In our study, the samples from the infertile males with less than 50% progressive spermatozoa (the asthenozoospermic ones) belonged to diverse lineages of several haplogroups: L2a1, I1a, X2b, both T1 and T2, J1c, U5a, K1 (K1*, K1a4, K1b1a, and K1c1), V1a, H*, and H1. Note that the first example of a sub-Saharan L2a lineage in asthenozoospermic males can hardly be reconciled with the driving selective force of cold adaptation advanced in (Montiel-Soza et al. 2006). No peculiar mtDNA mutation was shared between the asthenozoospermic males and was also absent in teratoasthenozoospermic males. The pattern of replacement substitutions, as well as those in tRNAs and their location in the genome, is indistinguishable from the pattern typically observed in population surveys at a European (Elson et al. 2004) or a worldwide level (Kivisild et al. 2006), as well as in the controls studied here. No systematic differences were observed between haplotypes from asthenozoospermic samples and those from population surveys. In summary, the first 20 complete mtDNA sequences in asthenozoospermic males did not allow the "isolation of well-defined genetic backgrounds that are positively or negatively associated with asthenozoospermia," as hoped by Ruiz-Pesini et al. (2000).

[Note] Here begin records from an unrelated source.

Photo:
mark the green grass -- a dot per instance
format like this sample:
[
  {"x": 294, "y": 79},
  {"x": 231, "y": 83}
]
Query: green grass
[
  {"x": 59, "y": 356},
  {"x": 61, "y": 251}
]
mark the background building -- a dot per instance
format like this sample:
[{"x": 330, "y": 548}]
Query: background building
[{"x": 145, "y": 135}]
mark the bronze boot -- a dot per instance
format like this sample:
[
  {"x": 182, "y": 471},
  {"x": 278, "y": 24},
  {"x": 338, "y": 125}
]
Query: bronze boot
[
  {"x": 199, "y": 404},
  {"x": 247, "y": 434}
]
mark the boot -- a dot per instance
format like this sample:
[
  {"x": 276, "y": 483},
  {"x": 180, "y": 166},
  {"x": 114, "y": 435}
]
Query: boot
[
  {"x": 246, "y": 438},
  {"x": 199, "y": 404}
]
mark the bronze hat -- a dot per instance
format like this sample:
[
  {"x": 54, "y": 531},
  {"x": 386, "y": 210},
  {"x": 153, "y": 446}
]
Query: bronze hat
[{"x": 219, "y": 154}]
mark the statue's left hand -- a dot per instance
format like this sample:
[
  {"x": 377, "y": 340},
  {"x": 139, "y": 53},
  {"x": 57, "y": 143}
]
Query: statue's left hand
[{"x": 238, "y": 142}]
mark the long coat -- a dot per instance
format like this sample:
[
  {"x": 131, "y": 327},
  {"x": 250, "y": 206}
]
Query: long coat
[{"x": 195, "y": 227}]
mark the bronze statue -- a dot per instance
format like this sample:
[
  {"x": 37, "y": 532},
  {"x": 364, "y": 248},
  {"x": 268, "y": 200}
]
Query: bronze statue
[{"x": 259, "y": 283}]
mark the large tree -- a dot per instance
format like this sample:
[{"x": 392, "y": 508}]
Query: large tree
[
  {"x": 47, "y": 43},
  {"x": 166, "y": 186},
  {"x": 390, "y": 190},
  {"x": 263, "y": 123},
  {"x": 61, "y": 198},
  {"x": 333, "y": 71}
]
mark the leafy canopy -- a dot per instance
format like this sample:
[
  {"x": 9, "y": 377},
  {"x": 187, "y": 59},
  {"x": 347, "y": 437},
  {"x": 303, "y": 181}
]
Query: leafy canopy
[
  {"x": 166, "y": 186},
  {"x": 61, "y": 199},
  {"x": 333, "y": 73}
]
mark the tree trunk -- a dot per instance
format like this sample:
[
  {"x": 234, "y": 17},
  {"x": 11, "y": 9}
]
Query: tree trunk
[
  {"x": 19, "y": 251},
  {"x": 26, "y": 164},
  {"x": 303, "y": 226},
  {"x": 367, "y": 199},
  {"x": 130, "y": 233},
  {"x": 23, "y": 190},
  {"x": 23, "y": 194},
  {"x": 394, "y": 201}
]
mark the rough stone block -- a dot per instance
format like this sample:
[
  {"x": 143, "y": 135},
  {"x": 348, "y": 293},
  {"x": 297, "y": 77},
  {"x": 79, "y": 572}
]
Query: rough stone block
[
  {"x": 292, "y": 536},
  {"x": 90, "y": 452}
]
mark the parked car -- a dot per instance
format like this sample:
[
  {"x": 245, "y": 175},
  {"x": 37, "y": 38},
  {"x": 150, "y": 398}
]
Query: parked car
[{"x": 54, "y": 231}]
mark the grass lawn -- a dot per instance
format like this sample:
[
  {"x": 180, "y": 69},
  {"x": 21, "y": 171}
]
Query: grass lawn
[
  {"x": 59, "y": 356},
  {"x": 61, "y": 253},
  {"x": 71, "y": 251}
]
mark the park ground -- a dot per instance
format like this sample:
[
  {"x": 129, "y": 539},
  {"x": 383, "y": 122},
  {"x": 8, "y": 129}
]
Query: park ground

So, where do we stand at this moment on the role of mtDNA in sperm motility? Clearly, no firm association with any mtDNA haplogroup remains after the reanalysis of Samuels et al. (2006). These authors also present data that do undermine the design of any haplogroup association study for asthenozoospermia. The not so frequent pure asthenozoospermia phenotype in conjugation with the restrictions of population structure for mtDNA make it well-nigh impossible to attain the numbers of patients needed for a powerful association study.
The lack of power to detect a positive association between a mtDNA haplogroup and asthenozoospermia is not necessarily incompatible with detecting a role of mtDNA in asthenozoospermia. A recurrent mutation, present exclusively in asthenozoospermic males, could be responsible for this phenotype, as happens for the MELAS (mitochondrial myopathy, encephalopathy, lactic acidosis, and strokeline episodes syndrome) substitution 3243 (Torroni et al. 2003). The first complete mtDNA sequences in 20 patients reported here show, however, that this is not the case.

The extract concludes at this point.